Another common use case of Notebooks is to demonstrate how to use a new package, or how you solved a problem. Without embedding the output, you will only see the input code and you might end up with demonstration notebooks that show off your (probably) amazing new library that look completely blank. This notebook (and far too many like it) is supposed to show off what can be done with a new library or tool, but you have to use your imagination to guess what it does. Or you require people to clone your repo, install your library, and rerun your notebook to see the results. These are use cases where including output in the Notebooks might be a better idea.
That brings us to the the other option: committing your Notebooks and including the output. The upside for this is approach is that reviewing the quality of a fit, by looking at the output, is dead simple when you have the plot included. It is also rendered natively on github these days. The downside is that version control tends to fight the output stored by a Notebook, and the current situation, if you update a plot, for example, you get a git diff that looks like this:
A tool has just been released (still early stages) that really helps with this situation: nbdime. Nbdime is a module that integrates a number of features that lets users much more easily do something data scientists have long clamored for: easy diffs of Notebooks.
which shows the difference in the plot side-by-side.
This comparison is a huge improvement over the previous scenario—which would require saving the image as a png, committing this file, and using github’s internal tools to detect that the plot image has been updated, giving you a side-by-side look.
As data science consultants, we have come across all manner of working situations, with varying degrees of freedom in how we as a team can jump into the client’s existing data science framework. Each team member logging in via their own laptop to a common edge node and sharing results from a git repository is a common setup. Another one that we are seeing more frequently (and encourage the use of) is an installation of JupyterHub on a client’s server.
JupyterHub is a central server that will run the backend for Jupyter Notebooks. Setting up JupyterHub is beyond the scope of this blog post, as there are many site-specific considerations to take into account. Here is a link JupyterHub’s documentation to help you set this up. JupyterHub is usually located on a cluster’s edge node, which means that the processing power (and RAM) of an edge node is the workhorse behind your analysis. Further, accessing data for analysis is usually much easier and faster when the server is located on the same cluster behind the firewall.

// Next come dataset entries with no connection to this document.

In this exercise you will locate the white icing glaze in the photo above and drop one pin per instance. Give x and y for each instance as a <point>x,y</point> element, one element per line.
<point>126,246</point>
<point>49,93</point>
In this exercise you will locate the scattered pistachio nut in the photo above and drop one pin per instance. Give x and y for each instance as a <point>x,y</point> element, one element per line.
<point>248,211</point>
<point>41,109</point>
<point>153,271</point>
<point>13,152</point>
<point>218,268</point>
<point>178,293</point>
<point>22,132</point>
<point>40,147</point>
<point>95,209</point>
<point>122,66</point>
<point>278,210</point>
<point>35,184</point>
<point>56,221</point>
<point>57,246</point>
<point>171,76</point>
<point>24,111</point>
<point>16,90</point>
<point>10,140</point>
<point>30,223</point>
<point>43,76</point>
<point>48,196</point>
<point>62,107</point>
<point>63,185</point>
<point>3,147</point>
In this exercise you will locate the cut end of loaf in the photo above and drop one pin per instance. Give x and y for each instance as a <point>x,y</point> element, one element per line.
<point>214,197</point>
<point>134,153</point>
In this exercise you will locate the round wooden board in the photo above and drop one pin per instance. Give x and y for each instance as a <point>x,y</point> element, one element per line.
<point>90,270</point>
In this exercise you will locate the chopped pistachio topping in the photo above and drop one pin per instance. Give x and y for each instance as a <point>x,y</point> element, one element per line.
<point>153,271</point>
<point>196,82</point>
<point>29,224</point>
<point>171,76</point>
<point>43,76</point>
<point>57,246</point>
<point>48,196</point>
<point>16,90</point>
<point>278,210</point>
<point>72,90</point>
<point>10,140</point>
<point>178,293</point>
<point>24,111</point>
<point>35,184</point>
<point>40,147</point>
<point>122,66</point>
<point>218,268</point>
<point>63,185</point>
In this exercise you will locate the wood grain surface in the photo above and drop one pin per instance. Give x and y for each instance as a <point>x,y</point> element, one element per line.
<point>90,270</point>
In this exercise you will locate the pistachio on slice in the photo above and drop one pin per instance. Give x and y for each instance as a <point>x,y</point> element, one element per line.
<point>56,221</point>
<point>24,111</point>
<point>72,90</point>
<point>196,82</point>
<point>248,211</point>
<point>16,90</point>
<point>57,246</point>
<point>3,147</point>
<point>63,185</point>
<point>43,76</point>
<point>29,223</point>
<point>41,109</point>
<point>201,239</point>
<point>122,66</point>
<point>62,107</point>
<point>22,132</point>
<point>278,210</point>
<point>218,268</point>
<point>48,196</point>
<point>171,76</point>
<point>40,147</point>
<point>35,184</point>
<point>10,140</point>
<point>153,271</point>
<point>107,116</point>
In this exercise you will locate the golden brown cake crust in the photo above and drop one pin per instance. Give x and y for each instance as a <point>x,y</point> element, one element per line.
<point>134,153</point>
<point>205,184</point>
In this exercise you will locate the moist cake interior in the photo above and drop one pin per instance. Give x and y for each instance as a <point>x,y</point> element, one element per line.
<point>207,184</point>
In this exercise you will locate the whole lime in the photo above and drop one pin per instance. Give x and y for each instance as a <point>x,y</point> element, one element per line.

One advantage of running a common JupyterHub server: sharing and copying Notebooks between data scientists is easier when they are all on the same server. By default, JupyterHub users can only access directories in their home directories, but if people put a symbolic link in their home directories to a shared directory between all team members, then the team can see and run each other’s Notebooks. This moves the barrier to collaboration even lower.